Because multiple properties have been transacted, some of the following sections will follow the property with the largest assessed value, which in this case, is the property on 92-11 147th Place.
Prior sales and revenue
Prior to this transaction, PincusCo has records that the buyer Chetrit Group purchased two properties in two transactions for a total of $92.9 million and sold two properties in one transactions for a total of $43.2 million over the past 24 months.
The seller Peter Kulka had not purchased any other properties and had not sold any properties over the same time period.
The property
The 92-11 147th Place parcel has frontage of 80 feet and is 138 feet deep with a total lot size of 10,640 square feet. The zoning is C6-3 which allows for up to 6 times floor area ratio (FAR) for commercial and up to 7.52 times FAR for residential with inclusionary housing. The city-designated market value for the property in 2022 is $243,000.
Violations and lawsuits
There were no lawsuits or bankruptcies filed against the properties since September of 2020. In addition, according to city public data, the properties have not received any significant violations in the last year.
Development
On these lots, there is one active new building construction project for a 359-unit, 306,454-square-foot R-2 building. The project was developed by the Chetrit Group with plans filed February 17, 2022 and it has not been permitted yet.
The neighborhood
In Jamaica, the bulk, or 33 percent of the 46.7 million square feet of commercial built space are 1-4 family buildings, with residential elevator buildings next occupying 20 percent of the space. In sales, Jamaica has had very little sales volume relative to other neighborhoods with $164 million in sales volume in the last two years. For development, Jamaica has 3.7 times the average amount of major developments relative to other neighborhoods and is the 3rd highest in Queens. It had 3.3 million square feet of commercial and multi-family construction under development in the last two years, which represents 7 percent of the neighborhood’s built space. There was one pre-foreclosure suit filed among other industrial buildings in the past 12 months.
The block
There is one active new building construction project totaling 306,454 square feet. It is a 359-unit, 306,454-square-foot R-2 building developed by Meyer Chetrit with plans filed February 17, 2022 and it has not been permitted yet.

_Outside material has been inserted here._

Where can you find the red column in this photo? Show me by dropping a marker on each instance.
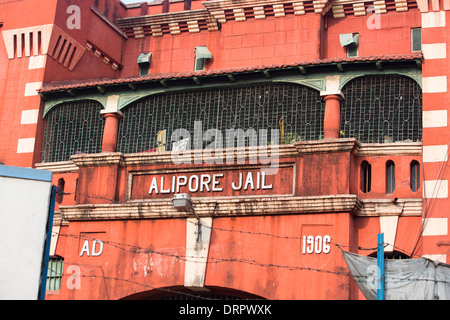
(332, 119)
(110, 132)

The majority, or 88 percent of the 28,000 square feet of built space are mixed-use buildings, with industrial buildings next occupying 12 percent of the space.
The buyer
The PincusCo database currently indicates that Chetrit Group owned at least 27 commercial properties with 3,624,908 square feet and a city-determined market value of $674.1 million. (Market value is typically about 50% of actual value.) The portfolio has $1.6 billion in debt, with top three lenders as Starwood Mortgage Capital, Bank of Montreal, and Starwood Capital Group respectively. Within the portfolio, the bulk, or 34 percent of the 3,624,908 square feet of built space are office properties, with elevator properties next occupying 27 percent of the space. The bulk, or 60 percent of the built space, is in Manhattan, with Queens next at 33 percent of the space.
Surrounding
Within a 400-foot radius of 92-11 147th Place, Pincusco identified five commercial real estate items of interests occurred over the past 24 months.
Of those five items, four were loans above $5 million totaling $75.3 million. The most recent of the four was Robin Eshaghpour which borrowed $6.5 million from Dime Community Bank secured by the 5,080-square-foot, one-unit mixed-use building (K2) on 90-69 Sutphin Boulevard and two other properties on April 25, 2022.